Sen, ilk emri “oku” olan bir dinin; “Beşikten mezara kadar ilim tahsil edin” diyen bir Peygamberin; “Bana bir harf öğretenin kırk yıl kölesi olurum”, diyen bir din büyüğünün övgüsüne mazhar olmuş birisin.
Sen;“En büyük savaş cehaletle savaştır” diyen devlet kurucusunun “yeni nesli emanet ettiği” yüce Türk milletinin öğretmenisin.
Sen, ülke kalkınmasında, ileri ve çağdaş uygarlık düzeyine ulaşmasında baş mimarsın.
Sen; ilmin, gerçeğin, doğrunun rehberi; öğreticisisin.
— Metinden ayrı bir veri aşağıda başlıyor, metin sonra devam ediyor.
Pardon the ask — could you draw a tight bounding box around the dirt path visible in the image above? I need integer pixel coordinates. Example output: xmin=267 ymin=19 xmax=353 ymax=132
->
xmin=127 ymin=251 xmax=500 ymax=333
Sen, nesillerin ümit var olmaları sağlayan, yürüyecekleri yolları aydınlatan bir meşale, onlara heyecan aşılayan, yaşama ve var olma gücü veren bir bayraksın.
Sen bütün bu özelliklerinden dolayı Türk toplumunda hala erişilmez bir yüceliğe sahipsin. Sabrın, fedakârlığın, vefakârlığın, feragatin şerefli bir timsali olma özelliğini her türlü sıkıntılara rağmen sürdürmek zorundasın. Varsın değer ölçüleri alt üst olmuş yamuklar, seni daracık pencerelerinden değerlendirmeye çalışsınlar. Onlar, geçmişte ve günümüzde devletlerin eğitim ve eğitimin temel taşları olan öğretmenlere verdikleri önem ölçüsünde gelişip güçlendiklerini göremeyecek kadar kördürler.
Sen vatan yüreğinle fedakârlığın doruklarında dolaştıkça, inanıyorum ki daha da yücelecek sana şaşı bakan bu bakar körlere de ışık olacaksın. Yarının güçlü kudretli Türkiye’si seninle hayat bulacak; ektiğin tohumlar yeşerecek, tomurcuklanan çiçekler özenli bakımın sayesinde açacaklar.
Sen körpecik dimağlara kendi benliğini öğrettikçe, sevmeyi, sevilmeyi aşıladıkça yarınlarımız daha sıcak, daha aydınlık olacaktır. Varsın bu taşlı, dikenli yollar ayakları kanatsın...
Sen, güçsüzlüğün karşısında demirden bilek; sevgide, şefkatte ana gibi yürek; vatan ve milletin bölünmez bütünlüğünde çelikten yelek; iyiliklere, doğruluklara, güzelliklere çiçeklerinle çelenk oldukça güzel Türkiye’miz geleceğe daha emin adımlarla yürüyecektir.
Senin manevî huzurunda bir kez daha saygıyla, minnetle eğiliyor; sana armağan ettiğim bir şiirimle “Öğretmenler Günü”nü kutluyor; sağlık, huzur ve esenlikler diliyorum.
Bu kutsal görevi yaparken şehit olanlar ile ebedi dünyaya intikal edenlere de Allah’tan rahmet diliyorum. Ruhları şad mekânları cennet olsun.